A personal trainer gained more than 60 pounds so he could relate to his weight loss clients and their body image concerns
- Personal trainer Drew Manning gained more than 60 pounds to better relate to weight loss clients.
- He said the experience made him confront his own issues with body image and self-worth.
- Now he hopes to promote more empathy and a healthier attitude toward weight in the fitness industry.
Personal trainer Drew Manning is flipping the script on weight loss narratives.
While most before and after photos end with a much slimmer physique, Manning recently gained more than 60 pounds, significantly increasing his body fat percentage.
The goal, he said, is to then shed the pounds alongside his weight loss clients, to better understand their experience and offer more empathy as a trainer.
This is the second time he's undergone this challenge, which he calls Fit2Fat2Fit. The first, back in 2010, went viral, and his book on the experience shot to the top of the bestseller list.
This time around, at 40 years old, Manning wants to understand the challenges that older adults can face with weight loss.
Gaining the weight himself, and now starting to lose weight alongside clients, has made him much more empathetic about how challenging and emotional changing your body can be, Manning told Insider.
"It's not as simple as willpowering your way to eating less and working out more," he said. "A typical coach has no idea how hard it is mentally and emotionally to stick to it. We like to think it's a physical transformation, but it's so much more than that."
Weight stigma can be invisible to those who don't experience it
The experience of gaining weight totally shifted Manning's perception of his own identity, and made him intensely aware of social pressures around weight.
To his surprise, his first weight gain challenge uncovered some of his own biases about weight and his own self-worth.
"I totally freaked out. I was attached to my body image as my self image. My body was my identity, I was Drew the Fit Guy," he said.
Manning said he felt a strong urge to explain the project to strangers, to make excuses for his larger body as he feared people would judge him.
As someone who had been lean his whole life, this was a new and disturbing experience for Manning.
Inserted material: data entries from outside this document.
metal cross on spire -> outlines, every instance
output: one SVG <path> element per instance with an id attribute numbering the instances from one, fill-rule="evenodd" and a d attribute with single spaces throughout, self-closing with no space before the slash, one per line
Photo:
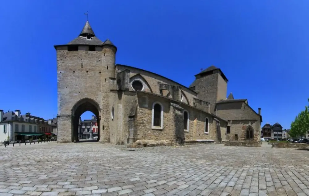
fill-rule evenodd
<path id="1" fill-rule="evenodd" d="M 84 14 L 85 15 L 87 15 L 87 21 L 88 21 L 88 11 L 87 11 L 87 12 Z"/>

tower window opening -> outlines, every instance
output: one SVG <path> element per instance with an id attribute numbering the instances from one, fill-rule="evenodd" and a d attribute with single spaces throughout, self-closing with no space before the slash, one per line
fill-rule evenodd
<path id="1" fill-rule="evenodd" d="M 78 50 L 78 46 L 68 46 L 68 51 L 77 51 Z"/>

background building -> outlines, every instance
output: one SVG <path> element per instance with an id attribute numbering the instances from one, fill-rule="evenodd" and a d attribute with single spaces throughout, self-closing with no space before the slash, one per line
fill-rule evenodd
<path id="1" fill-rule="evenodd" d="M 95 115 L 93 115 L 91 118 L 91 129 L 92 130 L 92 137 L 97 136 L 98 121 Z"/>
<path id="2" fill-rule="evenodd" d="M 87 111 L 96 117 L 97 126 L 84 120 L 79 133 L 90 137 L 91 129 L 97 127 L 97 141 L 103 142 L 260 140 L 261 108 L 257 112 L 247 99 L 234 99 L 231 94 L 227 98 L 228 80 L 220 68 L 212 66 L 197 73 L 188 87 L 116 64 L 117 47 L 108 39 L 100 40 L 88 21 L 77 37 L 54 47 L 58 142 L 78 141 L 79 121 Z"/>
<path id="3" fill-rule="evenodd" d="M 24 140 L 51 135 L 51 126 L 42 118 L 20 111 L 0 110 L 0 141 Z"/>

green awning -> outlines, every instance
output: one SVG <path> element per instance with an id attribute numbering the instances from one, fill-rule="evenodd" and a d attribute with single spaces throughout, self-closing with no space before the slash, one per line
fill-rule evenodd
<path id="1" fill-rule="evenodd" d="M 41 133 L 16 133 L 18 135 L 25 135 L 27 136 L 32 136 L 33 135 L 37 135 L 37 136 L 42 135 L 42 134 Z"/>

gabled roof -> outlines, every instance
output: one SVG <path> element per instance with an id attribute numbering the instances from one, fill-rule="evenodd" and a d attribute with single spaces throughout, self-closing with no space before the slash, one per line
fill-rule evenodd
<path id="1" fill-rule="evenodd" d="M 274 124 L 273 124 L 273 126 L 272 126 L 272 127 L 274 127 L 276 125 L 279 125 L 281 127 L 282 127 L 282 126 L 281 126 L 281 125 L 280 124 L 279 124 L 279 123 L 277 123 L 277 123 L 275 123 Z"/>
<path id="2" fill-rule="evenodd" d="M 87 39 L 87 36 L 90 38 Z M 87 21 L 78 37 L 69 42 L 68 44 L 101 46 L 103 43 L 103 41 L 95 37 L 92 28 Z"/>
<path id="3" fill-rule="evenodd" d="M 233 96 L 233 94 L 232 94 L 232 93 L 230 94 L 230 95 L 229 95 L 228 97 L 227 97 L 227 98 L 226 99 L 227 100 L 231 100 L 234 99 L 234 96 Z"/>
<path id="4" fill-rule="evenodd" d="M 246 99 L 226 99 L 226 100 L 221 100 L 217 102 L 217 104 L 224 103 L 230 103 L 231 102 L 244 102 L 247 101 Z"/>
<path id="5" fill-rule="evenodd" d="M 216 69 L 218 69 L 219 68 L 216 67 L 215 66 L 214 66 L 214 65 L 212 65 L 211 66 L 206 68 L 197 74 L 199 74 L 202 73 L 204 73 L 204 72 L 208 72 L 213 71 L 214 70 L 216 70 Z"/>
<path id="6" fill-rule="evenodd" d="M 270 124 L 269 123 L 266 123 L 264 125 L 264 126 L 262 128 L 271 128 L 271 125 L 270 125 Z"/>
This year, he confronted those fears head-on. He went to Hawaii and took his shirt off in public during his peak weight gain phase.
"I wasn't comfortable, exactly, but I was more accepting of myself," he said.
Weight loss can get harder over time
Manning said that, while managing his body image was easier the second time around, he faced some new challenges.
"I was truly humbled. It was harder in so many ways because I'm at a different place," Manning said.
For one thing, he went through a break-up partway through his weight gain phase, which made his experience with eating much more personal.
"I went from eating just to gain weight to eating to comfort myself," he said. "My eyes were opened to the power of emotional eating, and I have so much more empathy from people who get stuck in that."
Read more: 'Intuitive eating' is on the rise, and experts say it's because people are fed up with diet culture
Even more challenging was trying to cut back on the comfort foods he had learned to rely on when he shifted into his weight loss phase.
"The first two weeks of going back to eating healthy was incredibly hard," Manning said. "Before, I used give my clients a meal plan, and I'd have no idea why they couldn't just be consistent with it. Having experienced that, I understand so much better how hard it can be."
In nutrition science, there's good evidence that most weight loss diets don't work, particularly in the long-term. People may lose weight temporarily on strict diets, but over time, it's incredibly difficult to maintain. Often, dieters will end up indulging more in prohibited foods, gaining back the weight (and even more) before trying to restrict again, a phenomenon known as yo-yo dieting.
The fitness industry is fraught with body image issues
Manning said the experience has helped him become a better personal trainer by making him more relatable to clients, and better able to understand their perspective.
He said it also highlights how the fitness industry misrepresents what being athletic looks like. Instagram, for example, is filled with images of models with extremely low body fat, promising quick results or an easy path to slimness.
"Society tells you that if you look good and have a good looking body, you're the authority. We have to have a shift in what we think healthy looks like," Manning said.
As a fitness industry expert himself, Manning has gotten some pushback for the project on social media, mainly from people he thinks have misunderstood the goal. Critics have said the project might perpetuate shame or stigma around weight. They worry it promotes a "no excuses" attitude toward weight loss, since Manning makes it look deceptively easy.
But Manning said his point is exactly the opposite. No matter how it looks, weight loss is incredibly challenging even with his advantages of expertise and extra muscle mass.
"One of thing I'm honest about is that it is different for me. What I did in four months, that's something people might do in four years," Manning said.
Manning has just begun the process of losing the weight again, through both exercise and a low-carb, high-fat ketogenic diet. So far, many of his social media followers and online program clients have said can see themselves in his journey.
He hopes his story will resonate with people not (just) for the striking before-and-after pictures of his physical transformation, but for the mental and emotional process he's shared.
"We are all more than our bodies and we have more to offer than our bodies, and healthy isn't necessarily super lean or super skinny," Manning said.